Page 3 of Hidden By His Side

“How could it be your fault?”

Her tears started falling faster, the shaking taking over her body. “It is. I deserve this.” She swayed toward the ledge.

“No. You don’t.” His body turned toward her, his arms reaching up, ready to grab her, but also an offer. “Come here.”

Her eyes widened, so gorgeous in the moonlight, even drenched and sadder than anything he’d ever seen. She swayed toward him, and then she was launching herself against him, nearly taking them both over the edge.

He bundled her up against his chest as she sobbed out her story.

The story of a sheltered girl giving in to the pressure of her friends to join them at a party. Her first, and she was going to be good, so she accepted a soda, not any of the alcoholgoing around. The boy who handed it to her seemed nice. He flirted with her, and she liked it.

“No one had ever flirted with me before,” she confessed, like it was the biggest sin.

No, the biggest sin wasn’t hers by a long shot.

She started not feeling well, so the boy led her somewhere to lie down. Then things dimmed in her mind, the jumbled voices and hands and laughter becoming a vague nightmare.

She woke up naked and bruised and bleeding.

“My throat was sore, like I’d been screaming,” she mumbled against his chest. “I still wake up screaming. My friends said they didn’t hear anything, though. They said I acted like a slut, going off with him.” Her nails dug into his tear-dampened shirt. “I wouldn’t. I was going to wait until marriage.”

Fuck, how did he get this innocent girl in his arms? Just touching her was probably tainting her.

“They laughed. My friends. They laughed about how I wasn’t so pure now.”

He suddenly wanted to kill a bunch of young girls. He didn’t touch women, but maybe an exception needed to be made.

Her fingers uncurled, her palm flattening over his heart. “I told my parents. I was so scared, and I told them. They were mad at me. They said I got what I deserved, sneaking out to a party like that.”

He daydreamed about killing her parents as well, nameless fuckers who didn’t deserve the gift they’d been given. If he killed them, she’d be his.

She was already his.

She turned her head, an exhausted sigh slipping out. “They said I have to have the baby. I’ve already embarrassed them in front of the church. An abortion would be an even greater sin.”

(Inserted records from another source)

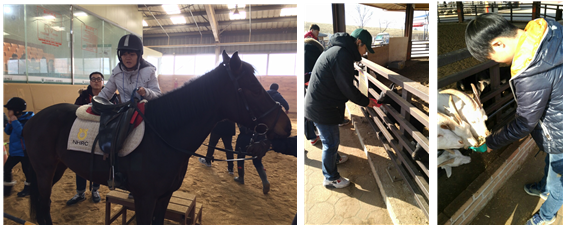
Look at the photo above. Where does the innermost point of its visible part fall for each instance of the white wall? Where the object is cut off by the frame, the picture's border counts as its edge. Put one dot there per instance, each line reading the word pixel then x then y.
pixel 126 16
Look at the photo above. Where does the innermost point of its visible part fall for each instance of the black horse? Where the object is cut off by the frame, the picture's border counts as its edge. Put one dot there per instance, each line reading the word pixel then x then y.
pixel 153 171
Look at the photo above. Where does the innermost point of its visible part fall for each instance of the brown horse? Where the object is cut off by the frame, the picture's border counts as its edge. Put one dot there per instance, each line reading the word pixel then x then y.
pixel 155 169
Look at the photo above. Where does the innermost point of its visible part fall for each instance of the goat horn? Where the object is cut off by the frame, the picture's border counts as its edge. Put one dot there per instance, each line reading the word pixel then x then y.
pixel 476 95
pixel 464 97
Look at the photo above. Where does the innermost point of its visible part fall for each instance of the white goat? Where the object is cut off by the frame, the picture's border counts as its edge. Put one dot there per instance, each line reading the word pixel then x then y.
pixel 468 109
pixel 451 158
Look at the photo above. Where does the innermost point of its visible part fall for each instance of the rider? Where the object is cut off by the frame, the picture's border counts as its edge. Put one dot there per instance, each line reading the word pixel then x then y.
pixel 132 72
pixel 17 118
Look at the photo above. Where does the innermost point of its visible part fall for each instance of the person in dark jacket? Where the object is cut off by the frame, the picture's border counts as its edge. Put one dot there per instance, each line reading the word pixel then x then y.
pixel 536 58
pixel 85 97
pixel 273 92
pixel 330 87
pixel 224 130
pixel 312 50
pixel 17 118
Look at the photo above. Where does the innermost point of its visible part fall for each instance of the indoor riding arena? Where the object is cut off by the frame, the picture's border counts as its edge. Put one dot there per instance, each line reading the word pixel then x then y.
pixel 44 66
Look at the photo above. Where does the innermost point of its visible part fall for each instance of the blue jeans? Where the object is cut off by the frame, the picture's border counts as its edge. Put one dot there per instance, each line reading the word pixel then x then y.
pixel 330 144
pixel 552 182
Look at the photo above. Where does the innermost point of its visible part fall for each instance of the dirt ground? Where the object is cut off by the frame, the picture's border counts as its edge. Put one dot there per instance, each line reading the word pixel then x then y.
pixel 224 201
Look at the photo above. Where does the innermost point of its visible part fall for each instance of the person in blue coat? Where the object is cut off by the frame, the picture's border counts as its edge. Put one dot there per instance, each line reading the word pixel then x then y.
pixel 17 118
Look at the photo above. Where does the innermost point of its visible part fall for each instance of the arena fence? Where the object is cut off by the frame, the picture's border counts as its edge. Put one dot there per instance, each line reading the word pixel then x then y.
pixel 394 126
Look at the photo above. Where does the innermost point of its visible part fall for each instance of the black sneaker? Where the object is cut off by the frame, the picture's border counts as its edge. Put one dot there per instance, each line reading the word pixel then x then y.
pixel 95 197
pixel 76 199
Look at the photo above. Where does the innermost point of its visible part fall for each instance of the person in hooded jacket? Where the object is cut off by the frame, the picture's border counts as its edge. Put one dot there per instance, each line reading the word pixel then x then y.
pixel 85 97
pixel 536 58
pixel 17 118
pixel 312 49
pixel 329 88
pixel 132 73
pixel 277 96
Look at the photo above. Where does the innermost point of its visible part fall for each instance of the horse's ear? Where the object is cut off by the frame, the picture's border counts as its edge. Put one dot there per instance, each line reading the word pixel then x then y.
pixel 235 62
pixel 225 57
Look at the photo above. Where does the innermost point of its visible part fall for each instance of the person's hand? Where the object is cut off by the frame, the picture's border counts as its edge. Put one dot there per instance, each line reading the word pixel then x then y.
pixel 12 118
pixel 141 91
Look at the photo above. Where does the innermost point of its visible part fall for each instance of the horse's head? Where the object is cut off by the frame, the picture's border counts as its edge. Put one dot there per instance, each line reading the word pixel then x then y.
pixel 250 104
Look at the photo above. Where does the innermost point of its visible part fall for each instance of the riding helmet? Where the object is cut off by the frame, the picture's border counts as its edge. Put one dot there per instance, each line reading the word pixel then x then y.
pixel 16 104
pixel 130 42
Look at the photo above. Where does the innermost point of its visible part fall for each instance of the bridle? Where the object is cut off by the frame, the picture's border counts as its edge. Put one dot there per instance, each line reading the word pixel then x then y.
pixel 257 136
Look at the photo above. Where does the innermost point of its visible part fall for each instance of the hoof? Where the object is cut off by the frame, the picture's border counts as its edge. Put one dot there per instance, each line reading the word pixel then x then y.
pixel 266 188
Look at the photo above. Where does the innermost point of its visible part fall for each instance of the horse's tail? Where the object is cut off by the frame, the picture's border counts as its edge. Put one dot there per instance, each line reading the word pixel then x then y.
pixel 34 193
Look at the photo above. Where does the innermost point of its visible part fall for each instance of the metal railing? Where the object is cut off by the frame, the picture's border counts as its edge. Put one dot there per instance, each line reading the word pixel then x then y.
pixel 394 128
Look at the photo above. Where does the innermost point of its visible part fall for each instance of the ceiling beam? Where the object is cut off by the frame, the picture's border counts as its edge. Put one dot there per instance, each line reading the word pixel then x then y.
pixel 224 23
pixel 226 33
pixel 220 11
pixel 213 22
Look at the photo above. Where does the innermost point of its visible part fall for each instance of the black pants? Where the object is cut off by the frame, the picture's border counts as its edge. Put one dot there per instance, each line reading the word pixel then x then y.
pixel 11 162
pixel 227 141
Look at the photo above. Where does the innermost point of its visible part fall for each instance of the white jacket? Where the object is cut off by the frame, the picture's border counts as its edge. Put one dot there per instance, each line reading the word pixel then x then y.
pixel 126 81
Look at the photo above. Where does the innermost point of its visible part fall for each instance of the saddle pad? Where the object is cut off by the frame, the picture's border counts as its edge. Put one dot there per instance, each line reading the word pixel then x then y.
pixel 83 133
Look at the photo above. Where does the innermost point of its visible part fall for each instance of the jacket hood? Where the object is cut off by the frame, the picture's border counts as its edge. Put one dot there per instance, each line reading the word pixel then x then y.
pixel 346 41
pixel 315 43
pixel 540 48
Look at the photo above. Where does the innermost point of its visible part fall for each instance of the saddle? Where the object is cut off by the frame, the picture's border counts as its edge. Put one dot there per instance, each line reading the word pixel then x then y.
pixel 114 124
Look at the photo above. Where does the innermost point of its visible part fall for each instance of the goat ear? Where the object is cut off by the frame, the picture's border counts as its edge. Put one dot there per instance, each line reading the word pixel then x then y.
pixel 225 57
pixel 235 62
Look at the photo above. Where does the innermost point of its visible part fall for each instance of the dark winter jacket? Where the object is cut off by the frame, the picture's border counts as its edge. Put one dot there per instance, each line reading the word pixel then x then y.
pixel 85 96
pixel 14 129
pixel 312 49
pixel 225 128
pixel 279 98
pixel 331 84
pixel 537 84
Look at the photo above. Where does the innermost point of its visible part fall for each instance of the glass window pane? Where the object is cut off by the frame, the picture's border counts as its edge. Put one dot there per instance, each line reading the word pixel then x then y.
pixel 167 65
pixel 204 63
pixel 282 64
pixel 184 65
pixel 259 61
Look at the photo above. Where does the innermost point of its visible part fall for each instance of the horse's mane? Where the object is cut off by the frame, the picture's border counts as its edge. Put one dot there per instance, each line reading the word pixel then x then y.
pixel 191 99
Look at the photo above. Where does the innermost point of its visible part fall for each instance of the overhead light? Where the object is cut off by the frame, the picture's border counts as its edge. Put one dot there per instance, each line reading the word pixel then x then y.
pixel 178 20
pixel 79 14
pixel 234 6
pixel 288 11
pixel 171 9
pixel 237 15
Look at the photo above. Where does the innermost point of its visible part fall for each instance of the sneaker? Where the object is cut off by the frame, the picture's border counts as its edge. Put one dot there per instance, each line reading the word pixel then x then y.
pixel 537 220
pixel 95 197
pixel 339 183
pixel 532 190
pixel 203 161
pixel 345 122
pixel 342 159
pixel 76 199
pixel 314 141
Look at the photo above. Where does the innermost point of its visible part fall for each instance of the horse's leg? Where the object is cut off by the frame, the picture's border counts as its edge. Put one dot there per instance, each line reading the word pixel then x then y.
pixel 144 208
pixel 161 209
pixel 60 170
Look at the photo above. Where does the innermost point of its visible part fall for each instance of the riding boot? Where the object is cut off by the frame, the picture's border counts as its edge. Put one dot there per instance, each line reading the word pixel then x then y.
pixel 240 177
pixel 264 177
pixel 25 191
pixel 8 187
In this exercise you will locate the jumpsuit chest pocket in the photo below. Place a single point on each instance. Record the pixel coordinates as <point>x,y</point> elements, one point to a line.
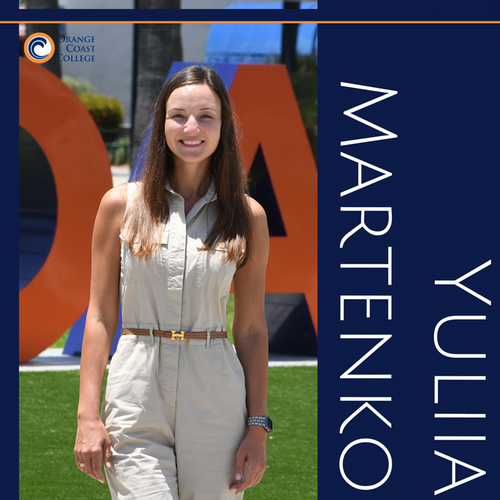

Of course the hypocritical bible thumpers would convince this poor, sweet girl that she was the biggest sinner.

His mother had believed in God. She’d believed that those God called were the chosen few, raised higher than non-believers.

If God chose these fuckers, then Ramiro was thankful not to be part of His chosen. His mother was probably rolling in her grave at the thought, or she would be if he believed there was anything after death. As a child, he’d stared at the empty husk his mother had become and known for sure there wasn’t a God.

“I know I shouldn’t, but I hate this thing inside me.” Her hand left his chest, the fingers curling into her stomach again, as if she could rip it out herself. “I can’t.” Her eyes slid shut, and it was as if she drifted away from him even while his hands tightened around her. “I can’t,” she repeated, nails digging into her flesh. “It’s better if you let me jump.”

He was so fucking angry, not at her, but at every single person who had brought her to this moment, yet he couldn’t prevent the harshness of his fury from slapping at her. “You think it’s better to die than to get a goddamn abortion?”

She flinched in his arms, but he wouldn’t let her get away.

“The baby’s dead either way, isn’t it?”

“They said I couldn’t.” Her voice shook with more tears.

“You don’t need their permission. I’ll help you.”

She stiffened, tension twisting up her body. “No. Let me go.”

He pulled her in tighter. “It’s too late for that, baby girl.”

“What?” She was so close to his body that her head bumped his chin when she tried to raise it.